Tech Industry Toxicity Goes Beyond Uber

September 13, 2017

Shiny new things have distracted people from certain behaviors, and Fast Company is calling out the entire technology startup culture in, “Why Silicon Valley Can’t Call Uber an Anomaly.” Writer Austin Carr takes us briefly through Uber’s tribulations, which culminated in the departure of infamous CEO Travis Kalanick. See the article for that useful summary, but Carr’s question was whether Uber’s noxious culture is unusual. He writes:

Silicon Valley, though, is insular and guarded. In my reporting, I encountered few people willing to speak openly, let alone critically, about Uber’s troubles. Those who did (most of them, notably, women) argue that there’s an opportunity for course correction right now. It starts by acknowledging that the Valley isn’t yet the utopian meritocracy it strives to be—and that Uber’s errant system exposed some fundamental bugs in the startup economy.
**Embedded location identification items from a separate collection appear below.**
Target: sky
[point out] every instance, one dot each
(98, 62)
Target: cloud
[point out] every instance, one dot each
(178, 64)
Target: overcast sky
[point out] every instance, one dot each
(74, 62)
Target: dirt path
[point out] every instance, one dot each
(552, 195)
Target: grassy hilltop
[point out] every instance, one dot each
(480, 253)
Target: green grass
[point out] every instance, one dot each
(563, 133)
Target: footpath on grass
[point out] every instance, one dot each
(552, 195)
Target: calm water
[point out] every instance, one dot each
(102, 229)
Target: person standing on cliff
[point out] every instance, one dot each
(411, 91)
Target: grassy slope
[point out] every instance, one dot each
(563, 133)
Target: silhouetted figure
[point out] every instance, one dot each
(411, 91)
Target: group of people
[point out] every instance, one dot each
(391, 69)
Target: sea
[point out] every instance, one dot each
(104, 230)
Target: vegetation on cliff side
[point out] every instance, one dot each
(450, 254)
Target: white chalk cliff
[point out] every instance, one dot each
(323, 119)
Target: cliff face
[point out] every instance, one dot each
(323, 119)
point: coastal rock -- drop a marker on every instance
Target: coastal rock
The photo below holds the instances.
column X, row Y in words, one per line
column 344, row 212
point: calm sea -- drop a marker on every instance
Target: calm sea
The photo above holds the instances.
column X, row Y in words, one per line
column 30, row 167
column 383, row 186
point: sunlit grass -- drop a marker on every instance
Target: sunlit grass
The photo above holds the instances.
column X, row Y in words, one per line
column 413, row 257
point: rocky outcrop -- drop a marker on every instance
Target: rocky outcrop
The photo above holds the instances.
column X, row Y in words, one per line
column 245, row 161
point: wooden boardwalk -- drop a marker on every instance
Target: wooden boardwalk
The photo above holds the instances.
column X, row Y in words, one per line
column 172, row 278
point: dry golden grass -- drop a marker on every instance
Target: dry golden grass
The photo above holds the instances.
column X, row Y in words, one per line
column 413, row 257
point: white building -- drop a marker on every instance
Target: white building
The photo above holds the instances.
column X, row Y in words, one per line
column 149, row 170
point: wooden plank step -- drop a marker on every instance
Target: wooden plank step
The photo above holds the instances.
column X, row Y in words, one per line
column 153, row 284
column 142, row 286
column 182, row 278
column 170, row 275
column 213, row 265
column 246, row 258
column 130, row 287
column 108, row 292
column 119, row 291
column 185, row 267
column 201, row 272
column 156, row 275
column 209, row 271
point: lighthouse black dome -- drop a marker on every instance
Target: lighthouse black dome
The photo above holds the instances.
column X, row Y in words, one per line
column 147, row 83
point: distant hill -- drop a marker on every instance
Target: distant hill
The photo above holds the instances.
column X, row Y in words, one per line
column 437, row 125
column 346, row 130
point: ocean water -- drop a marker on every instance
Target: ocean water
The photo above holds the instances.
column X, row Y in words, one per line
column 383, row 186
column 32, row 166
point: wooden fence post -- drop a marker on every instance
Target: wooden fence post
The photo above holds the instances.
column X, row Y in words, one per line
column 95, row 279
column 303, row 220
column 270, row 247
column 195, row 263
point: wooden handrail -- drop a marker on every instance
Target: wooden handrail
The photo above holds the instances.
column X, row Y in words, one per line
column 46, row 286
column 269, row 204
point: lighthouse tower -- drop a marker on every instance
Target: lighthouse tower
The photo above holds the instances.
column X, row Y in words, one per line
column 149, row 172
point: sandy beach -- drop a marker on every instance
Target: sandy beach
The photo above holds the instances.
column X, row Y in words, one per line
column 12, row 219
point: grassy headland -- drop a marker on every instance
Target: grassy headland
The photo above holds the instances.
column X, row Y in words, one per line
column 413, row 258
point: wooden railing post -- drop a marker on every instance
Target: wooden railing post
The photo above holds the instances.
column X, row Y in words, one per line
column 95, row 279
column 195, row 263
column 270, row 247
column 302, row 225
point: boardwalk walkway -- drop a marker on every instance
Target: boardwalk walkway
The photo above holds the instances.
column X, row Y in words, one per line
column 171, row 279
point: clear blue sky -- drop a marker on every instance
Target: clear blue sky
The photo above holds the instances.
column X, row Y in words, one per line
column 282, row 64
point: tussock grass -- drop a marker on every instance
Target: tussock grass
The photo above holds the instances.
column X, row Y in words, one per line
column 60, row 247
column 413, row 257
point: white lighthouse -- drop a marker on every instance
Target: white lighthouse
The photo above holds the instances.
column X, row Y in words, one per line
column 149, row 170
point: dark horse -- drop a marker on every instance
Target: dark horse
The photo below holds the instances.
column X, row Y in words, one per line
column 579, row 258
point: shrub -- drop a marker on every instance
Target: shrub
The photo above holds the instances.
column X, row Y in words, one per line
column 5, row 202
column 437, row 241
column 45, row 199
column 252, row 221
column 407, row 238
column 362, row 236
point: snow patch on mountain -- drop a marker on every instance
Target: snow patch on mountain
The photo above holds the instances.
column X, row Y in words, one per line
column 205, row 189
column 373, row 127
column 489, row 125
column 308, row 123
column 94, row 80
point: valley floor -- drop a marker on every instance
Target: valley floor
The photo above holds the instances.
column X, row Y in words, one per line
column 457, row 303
Carr identifies and discusses three of these bugs. First, that which makes a startup succeed often does not scale up well. For example, a confrontational culture that pits workers against each other might fuel a startup’s launch, but becomes unsustainable in a large, global corporation. The second problem is the myth of the “omniscient founder.” Though most of us realize that generating a brilliant idea does not necessarily go hand-in-hand with the capacity to run a large organization, much of the tech industry still seems taken by the foolish notion of one man at the top skillfully managing each and every aspect of the business. Carr points out that even Steve Jobs and Larry Page saw the wisdom in stepping back, and each tapped someone with more corporate experience to run their companies for a while. Not only is this hero-at-the-top attitude inefficient, it also risks the devaluation of every other employee. Talent does not stay where it is not respected.

Finally, Carr observes, the system of accountability needs an overhaul. It takes a lot of scandals to push investors to hold tech companies accountable for bad behavior, and even then board members hesitate to act. The article concludes:

If there really were healthy checks and balances, boards wouldn’t wait for public outrage to act. But to acknowledge that Uber’s system of accountability failed is to acknowledge that fundamental change—something Silicon Valley normally embraces—is necessary. If the Valley truly prides itself on moving fast and breaking things, it ought to start here.

We are curious to see how the industry will respond to such escalating criticisms.